- Born: 1956 (age 69–70) Lagos state
- Citizenship: Nigeria
- Education: University of Lagos
- Occupation: Lecturer

= Ganiyu Olatunji Olatunde =

Nigerian academic (b. 1956)

Ganiyu Olatunji Olatunde was the immediate past vice chancellor of Olabisi Onabanjo University, Ago Iwoye Ogun State. His tenure started in May 2017 and ended in October 2022. Professor Ayodeji Agboola succeeded Professor Ganiyu Olatunji Olatunde as the new chancellor of Olabisi Onabanjo University.

== Early life and education==
Ganiyu Olatunde Olatunji was born in 1956 in Ikenne, Ogun State.
He achieved a Bachelor of Science degree in zoology and graduated with Second Class Upper Division from the University of Lagos (UNILAG). He also holds a master's degree in Agricultural Biology and a Doctorate Degree in Agriculture, both from the University of Ibadan.

== Appointments ==
Olatunde had been a research officer with the Nigerian Stored Products Research Institute Lagos, and research fellow with the International Institute of Tropical Agriculture (IITA), Ibadan before joining the services of the Federal University of Agriculture, Abeokuta, Ogun State, where he was for 20 years before being appointed by the Osun State University, Osogbo, Osun State. He has served in various committees of Senate and Councils of Universities. He was onetime acting head of department, deputy dean, chairman of Academic Staff Union of universities (ASUU), Federal University of Agriculture, Abeokuta Branch, zonal coordinator of Ibadan Zone of ASUU, coordinator, Student Industrial Work Experience (SIWES), director of academic planning, deputy vice chancellor and acting vice chancellor. On October 24, 2013, he was appointed as a chief of staff by then Ogun State Governor

== Professional training==
Olatunde has been involved in a series of professional training courses abroad, and also many Management and Leadership Trainings, both at home and abroad.
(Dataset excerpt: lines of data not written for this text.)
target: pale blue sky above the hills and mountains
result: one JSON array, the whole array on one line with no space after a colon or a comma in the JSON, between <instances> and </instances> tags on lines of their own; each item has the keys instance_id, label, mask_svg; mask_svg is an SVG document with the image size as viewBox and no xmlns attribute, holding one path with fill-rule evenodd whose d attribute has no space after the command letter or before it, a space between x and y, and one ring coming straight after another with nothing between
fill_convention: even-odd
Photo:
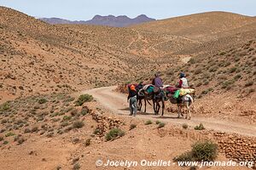
<instances>
[{"instance_id":1,"label":"pale blue sky above the hills and mountains","mask_svg":"<svg viewBox=\"0 0 256 170\"><path fill-rule=\"evenodd\" d=\"M0 0L0 5L36 17L90 20L94 15L147 14L166 19L207 11L256 16L256 0Z\"/></svg>"}]
</instances>

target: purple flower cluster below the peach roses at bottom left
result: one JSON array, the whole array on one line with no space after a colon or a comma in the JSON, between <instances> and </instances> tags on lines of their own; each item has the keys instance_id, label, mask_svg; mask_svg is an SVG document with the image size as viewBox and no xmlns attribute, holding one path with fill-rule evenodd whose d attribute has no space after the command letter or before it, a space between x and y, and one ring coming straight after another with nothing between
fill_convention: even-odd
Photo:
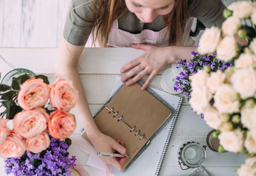
<instances>
[{"instance_id":1,"label":"purple flower cluster below the peach roses at bottom left","mask_svg":"<svg viewBox=\"0 0 256 176\"><path fill-rule=\"evenodd\" d=\"M6 159L5 172L14 175L71 175L69 167L76 166L76 156L68 157L70 142L49 137L50 146L39 154L26 152L20 158Z\"/></svg>"}]
</instances>

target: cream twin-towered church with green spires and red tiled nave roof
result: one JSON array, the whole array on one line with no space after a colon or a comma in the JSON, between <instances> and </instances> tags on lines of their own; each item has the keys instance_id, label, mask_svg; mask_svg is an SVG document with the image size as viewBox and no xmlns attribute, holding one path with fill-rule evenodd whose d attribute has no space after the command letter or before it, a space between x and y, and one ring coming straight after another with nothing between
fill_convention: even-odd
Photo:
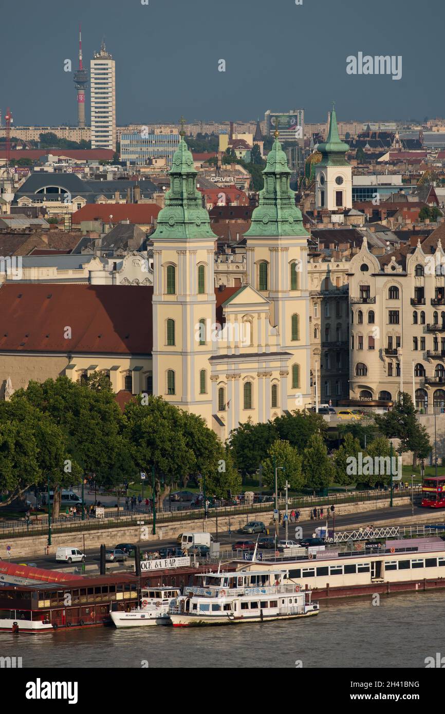
<instances>
[{"instance_id":1,"label":"cream twin-towered church with green spires and red tiled nave roof","mask_svg":"<svg viewBox=\"0 0 445 714\"><path fill-rule=\"evenodd\" d=\"M162 396L202 416L222 440L249 418L267 421L311 403L308 233L278 132L244 233L248 280L239 288L215 287L217 237L180 134L151 235L153 286L0 289L8 396L29 379L100 371L122 402L145 391Z\"/></svg>"}]
</instances>

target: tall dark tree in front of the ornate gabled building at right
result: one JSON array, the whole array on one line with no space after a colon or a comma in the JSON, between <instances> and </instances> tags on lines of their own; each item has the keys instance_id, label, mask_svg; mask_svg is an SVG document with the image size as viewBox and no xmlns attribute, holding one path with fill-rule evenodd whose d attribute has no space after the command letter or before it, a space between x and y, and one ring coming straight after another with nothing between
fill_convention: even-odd
<instances>
[{"instance_id":1,"label":"tall dark tree in front of the ornate gabled building at right","mask_svg":"<svg viewBox=\"0 0 445 714\"><path fill-rule=\"evenodd\" d=\"M417 458L425 458L431 452L431 443L424 426L416 419L416 408L407 392L401 393L401 399L391 411L375 415L376 425L388 438L400 439L399 453L412 451L413 468Z\"/></svg>"}]
</instances>

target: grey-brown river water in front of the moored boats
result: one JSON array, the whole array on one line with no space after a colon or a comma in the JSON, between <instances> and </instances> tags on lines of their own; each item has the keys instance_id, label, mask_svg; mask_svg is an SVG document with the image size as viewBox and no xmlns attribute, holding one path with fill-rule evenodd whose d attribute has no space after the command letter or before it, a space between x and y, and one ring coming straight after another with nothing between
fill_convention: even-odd
<instances>
[{"instance_id":1,"label":"grey-brown river water in front of the moored boats","mask_svg":"<svg viewBox=\"0 0 445 714\"><path fill-rule=\"evenodd\" d=\"M445 592L326 604L315 618L216 628L0 633L0 656L31 667L424 668L445 655Z\"/></svg>"}]
</instances>

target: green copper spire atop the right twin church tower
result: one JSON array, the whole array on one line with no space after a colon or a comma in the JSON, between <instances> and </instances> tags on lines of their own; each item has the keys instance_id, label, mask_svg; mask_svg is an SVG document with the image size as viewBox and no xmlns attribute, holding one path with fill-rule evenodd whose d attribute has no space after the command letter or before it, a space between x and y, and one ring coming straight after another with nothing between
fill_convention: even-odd
<instances>
[{"instance_id":1,"label":"green copper spire atop the right twin church tower","mask_svg":"<svg viewBox=\"0 0 445 714\"><path fill-rule=\"evenodd\" d=\"M278 134L278 132L276 132ZM301 211L295 205L295 192L289 188L291 170L276 136L263 171L264 188L259 206L252 213L249 231L244 236L308 236Z\"/></svg>"}]
</instances>

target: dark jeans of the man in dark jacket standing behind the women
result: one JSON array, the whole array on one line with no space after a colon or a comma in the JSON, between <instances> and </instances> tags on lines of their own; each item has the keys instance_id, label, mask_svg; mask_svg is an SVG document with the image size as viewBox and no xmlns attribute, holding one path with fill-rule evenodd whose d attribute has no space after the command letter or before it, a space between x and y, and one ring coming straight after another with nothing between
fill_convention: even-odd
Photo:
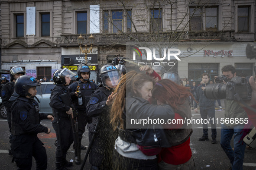
<instances>
[{"instance_id":1,"label":"dark jeans of the man in dark jacket standing behind the women","mask_svg":"<svg viewBox=\"0 0 256 170\"><path fill-rule=\"evenodd\" d=\"M211 109L201 109L200 108L200 115L201 118L203 119L203 132L204 132L204 136L208 137L208 125L207 123L204 124L204 119L209 120L210 119L210 123L211 123L211 137L216 138L217 136L217 130L216 130L216 123L215 123L215 108L211 108ZM209 118L208 118L209 116ZM213 118L213 120L212 120Z\"/></svg>"}]
</instances>

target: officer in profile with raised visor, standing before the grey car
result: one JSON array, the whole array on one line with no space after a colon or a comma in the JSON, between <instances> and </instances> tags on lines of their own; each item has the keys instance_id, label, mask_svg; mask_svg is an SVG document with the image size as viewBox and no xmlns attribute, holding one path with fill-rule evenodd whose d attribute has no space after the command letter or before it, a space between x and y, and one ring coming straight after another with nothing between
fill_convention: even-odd
<instances>
[{"instance_id":1,"label":"officer in profile with raised visor, standing before the grey car","mask_svg":"<svg viewBox=\"0 0 256 170\"><path fill-rule=\"evenodd\" d=\"M53 74L56 86L51 93L50 106L55 117L55 120L52 121L52 127L56 132L58 141L55 155L57 170L65 170L65 167L72 166L72 162L66 161L66 154L73 143L71 121L68 117L69 115L73 117L73 110L63 100L65 98L71 102L70 92L68 91L71 79L76 79L76 75L67 68L58 69ZM61 98L62 96L64 98Z\"/></svg>"}]
</instances>

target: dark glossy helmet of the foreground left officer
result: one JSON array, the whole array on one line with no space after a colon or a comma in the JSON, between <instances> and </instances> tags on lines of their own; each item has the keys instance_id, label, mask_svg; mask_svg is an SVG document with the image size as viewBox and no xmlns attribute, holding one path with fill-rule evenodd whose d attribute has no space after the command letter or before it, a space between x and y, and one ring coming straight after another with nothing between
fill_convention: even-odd
<instances>
[{"instance_id":1,"label":"dark glossy helmet of the foreground left officer","mask_svg":"<svg viewBox=\"0 0 256 170\"><path fill-rule=\"evenodd\" d=\"M37 82L32 76L19 76L15 81L14 90L20 96L31 96L29 88L39 85L41 83Z\"/></svg>"}]
</instances>

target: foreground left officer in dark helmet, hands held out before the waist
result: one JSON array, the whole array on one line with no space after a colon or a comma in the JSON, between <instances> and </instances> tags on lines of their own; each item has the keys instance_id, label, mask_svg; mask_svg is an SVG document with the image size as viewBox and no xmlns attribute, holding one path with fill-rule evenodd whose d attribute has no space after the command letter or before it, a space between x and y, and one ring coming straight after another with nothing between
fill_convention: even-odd
<instances>
[{"instance_id":1,"label":"foreground left officer in dark helmet, hands held out before the waist","mask_svg":"<svg viewBox=\"0 0 256 170\"><path fill-rule=\"evenodd\" d=\"M38 103L34 100L36 86L41 84L31 76L20 76L15 82L16 96L11 107L13 158L17 167L30 170L32 157L36 160L36 169L47 169L47 155L45 147L38 139L37 134L51 130L40 124L40 120L53 120L51 115L39 113Z\"/></svg>"}]
</instances>

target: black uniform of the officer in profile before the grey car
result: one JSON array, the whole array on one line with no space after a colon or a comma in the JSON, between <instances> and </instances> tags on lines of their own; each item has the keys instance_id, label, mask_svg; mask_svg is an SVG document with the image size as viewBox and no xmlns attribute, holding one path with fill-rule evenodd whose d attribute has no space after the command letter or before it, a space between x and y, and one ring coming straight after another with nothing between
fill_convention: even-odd
<instances>
[{"instance_id":1,"label":"black uniform of the officer in profile before the grey car","mask_svg":"<svg viewBox=\"0 0 256 170\"><path fill-rule=\"evenodd\" d=\"M53 108L53 116L54 120L52 121L52 127L56 132L57 140L58 140L58 145L56 148L56 167L57 169L60 169L62 166L64 166L67 161L66 161L66 154L67 151L70 147L70 145L73 143L73 132L72 132L72 127L71 127L71 121L70 118L68 117L68 114L66 111L70 109L70 107L66 104L64 104L59 97L61 94L67 93L68 94L68 99L71 100L70 92L68 91L68 87L64 85L56 85L51 93L51 98L50 98L50 106ZM59 113L59 123L60 123L60 129L61 129L61 143L62 146L60 146L59 138L58 138L58 125L57 125L57 120L56 120L56 112ZM63 152L63 155L61 155L61 149Z\"/></svg>"}]
</instances>

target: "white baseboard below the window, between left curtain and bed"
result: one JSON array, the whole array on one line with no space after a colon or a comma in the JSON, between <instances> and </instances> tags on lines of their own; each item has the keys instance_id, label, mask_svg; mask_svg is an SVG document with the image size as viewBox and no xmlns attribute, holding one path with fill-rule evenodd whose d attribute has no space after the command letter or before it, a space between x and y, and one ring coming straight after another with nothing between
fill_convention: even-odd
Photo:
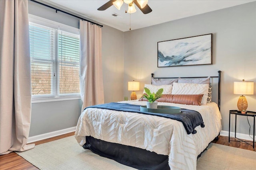
<instances>
[{"instance_id":1,"label":"white baseboard below the window, between left curtain and bed","mask_svg":"<svg viewBox=\"0 0 256 170\"><path fill-rule=\"evenodd\" d=\"M51 137L64 135L66 133L70 133L70 132L74 132L74 131L76 131L76 127L70 127L70 128L67 128L67 129L59 130L59 131L54 131L54 132L49 132L49 133L44 133L44 134L41 134L41 135L28 137L28 142L27 143L41 141L43 139L48 139L48 138L51 138Z\"/></svg>"}]
</instances>

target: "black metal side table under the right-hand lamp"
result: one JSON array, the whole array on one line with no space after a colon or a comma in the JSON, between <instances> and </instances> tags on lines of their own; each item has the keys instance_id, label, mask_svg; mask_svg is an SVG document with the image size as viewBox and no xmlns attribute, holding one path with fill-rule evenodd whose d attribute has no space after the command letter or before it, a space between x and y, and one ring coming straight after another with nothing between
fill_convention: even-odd
<instances>
[{"instance_id":1,"label":"black metal side table under the right-hand lamp","mask_svg":"<svg viewBox=\"0 0 256 170\"><path fill-rule=\"evenodd\" d=\"M250 117L253 117L254 118L254 121L253 121L253 141L252 141L252 145L246 141L243 141L239 138L236 137L236 122L235 122L235 138L236 139L239 139L240 141L244 142L244 143L247 143L248 145L251 145L254 149L254 136L255 136L255 117L256 117L256 112L254 111L246 111L245 114L242 114L240 112L238 112L238 110L230 110L229 111L229 130L228 130L228 143L230 143L230 115L241 115L241 116L250 116ZM249 134L250 135L250 134ZM235 142L239 142L239 141L235 141Z\"/></svg>"}]
</instances>

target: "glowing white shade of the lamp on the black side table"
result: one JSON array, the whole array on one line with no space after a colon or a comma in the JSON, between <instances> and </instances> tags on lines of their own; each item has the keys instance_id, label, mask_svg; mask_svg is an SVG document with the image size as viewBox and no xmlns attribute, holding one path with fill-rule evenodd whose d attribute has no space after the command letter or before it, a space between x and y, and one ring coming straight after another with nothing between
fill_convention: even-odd
<instances>
[{"instance_id":1,"label":"glowing white shade of the lamp on the black side table","mask_svg":"<svg viewBox=\"0 0 256 170\"><path fill-rule=\"evenodd\" d=\"M234 82L234 94L253 95L254 82Z\"/></svg>"}]
</instances>

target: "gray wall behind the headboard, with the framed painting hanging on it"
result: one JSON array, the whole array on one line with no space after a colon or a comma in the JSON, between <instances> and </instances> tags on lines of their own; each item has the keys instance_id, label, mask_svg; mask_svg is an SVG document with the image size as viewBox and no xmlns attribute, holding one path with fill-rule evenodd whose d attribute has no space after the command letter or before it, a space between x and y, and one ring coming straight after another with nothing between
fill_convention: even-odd
<instances>
[{"instance_id":1,"label":"gray wall behind the headboard, with the framed painting hanging on it","mask_svg":"<svg viewBox=\"0 0 256 170\"><path fill-rule=\"evenodd\" d=\"M158 41L208 33L213 33L212 65L157 67ZM256 82L256 2L127 31L124 39L125 96L130 96L127 82L137 80L141 82L141 90L136 92L140 97L144 84L150 83L150 73L169 77L213 76L222 70L222 130L228 131L229 110L237 109L239 98L239 95L233 94L233 82L242 79ZM247 110L256 111L256 83L254 95L247 95L246 98ZM237 132L248 134L246 117L238 117L237 121ZM253 128L251 117L249 121Z\"/></svg>"}]
</instances>

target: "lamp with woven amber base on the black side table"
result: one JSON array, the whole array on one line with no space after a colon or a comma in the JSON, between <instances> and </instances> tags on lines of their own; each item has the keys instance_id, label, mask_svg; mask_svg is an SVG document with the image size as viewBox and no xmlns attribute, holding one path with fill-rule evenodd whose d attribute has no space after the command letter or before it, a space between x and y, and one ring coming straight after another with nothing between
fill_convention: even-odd
<instances>
[{"instance_id":1,"label":"lamp with woven amber base on the black side table","mask_svg":"<svg viewBox=\"0 0 256 170\"><path fill-rule=\"evenodd\" d=\"M239 111L246 110L248 107L247 100L244 95L253 95L254 82L234 82L234 94L240 94L237 102Z\"/></svg>"}]
</instances>

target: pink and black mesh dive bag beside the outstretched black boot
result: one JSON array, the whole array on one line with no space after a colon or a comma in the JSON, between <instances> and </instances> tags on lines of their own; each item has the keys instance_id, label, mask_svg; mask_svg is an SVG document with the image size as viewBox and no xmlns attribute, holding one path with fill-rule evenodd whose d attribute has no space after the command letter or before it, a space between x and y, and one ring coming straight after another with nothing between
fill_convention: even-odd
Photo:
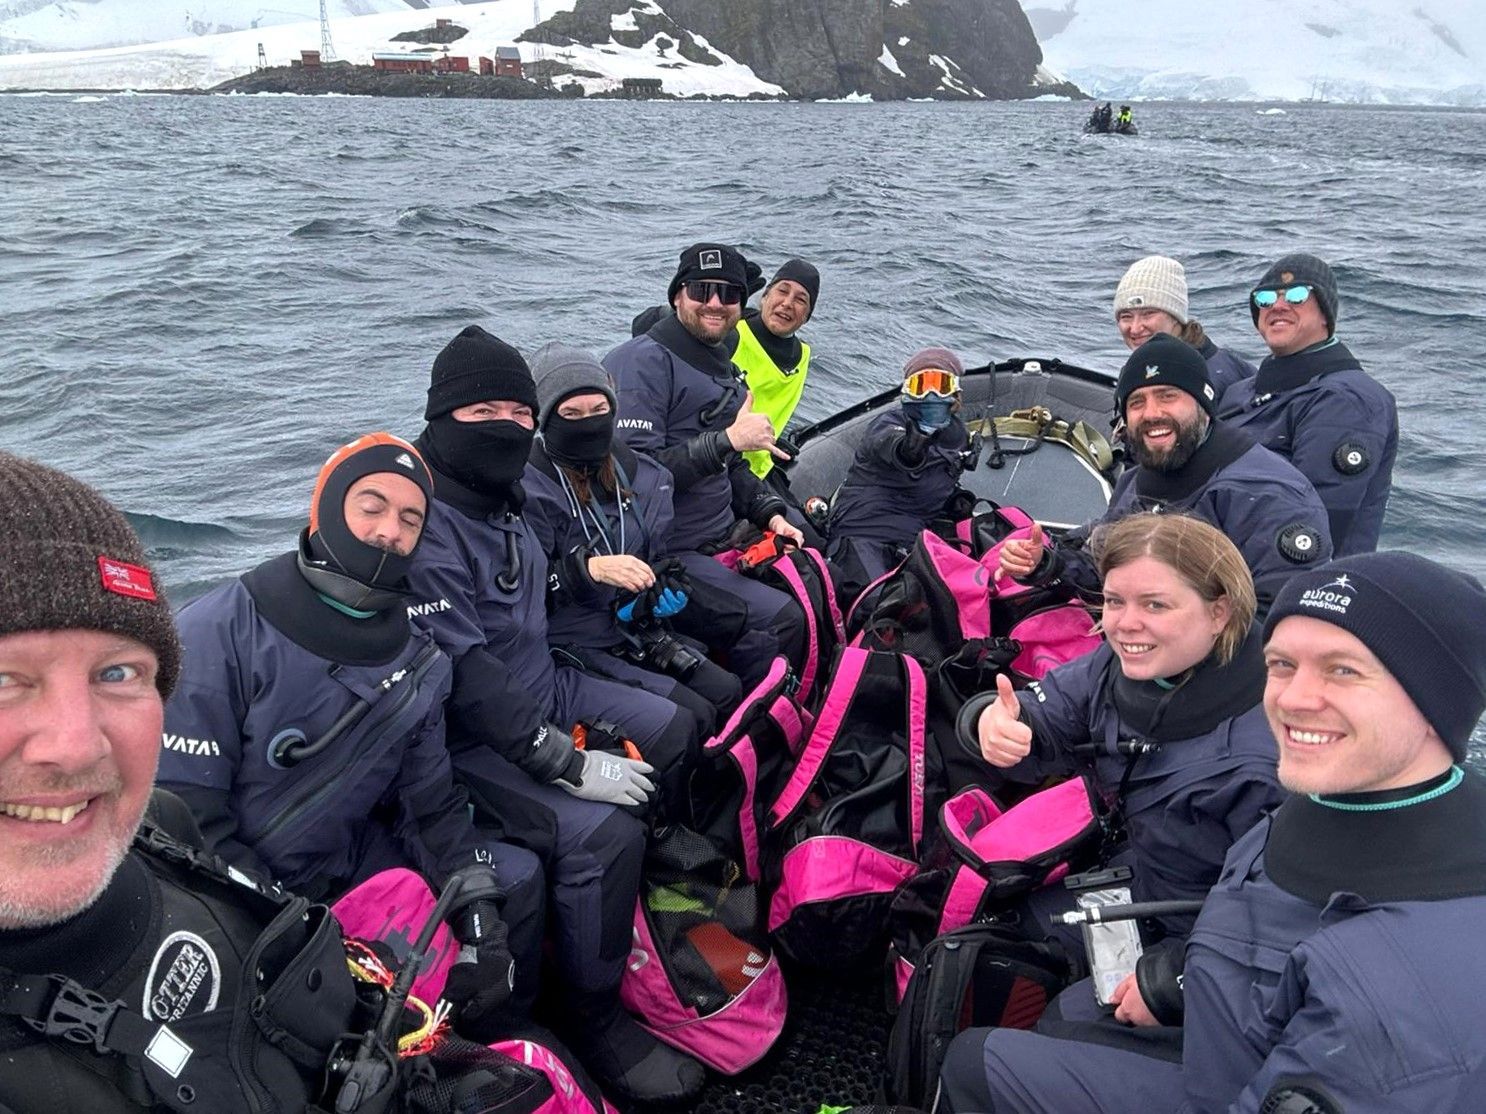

Some of which are:
1. Creative Leadership For Total Transformation of African Tertiary Institutions, conducted by the University of Stellenbosch Business School, University of Stellenbosch, Stellenbosch, South Africa in 2010;
2. Enhancing the Quality of Teaching, Research and Administration in Nigerian Tertiary Institutions, conducted by Brunel Business School, Brunel University, West London, UK in 2011;
3. Establishing and Sustaining Entrepreneurship Centres in Nigerian Tertiary Institutions, conducted by the University of Wolverhampton, Midland, UK in 2012;
4. The International Collaborations and Partnerships For Higher Education Growth and Development, conducted by Brunel University, West London, UK in 2013;
5. Transformational Changes In Higher Education: Positioning Your Institution For Future Success, Conducted by Harvard University, Boston, USA in 2014.

== His works==
Ganiyu Olatunji Olatunde is published in international and national journals, with over 45 publications.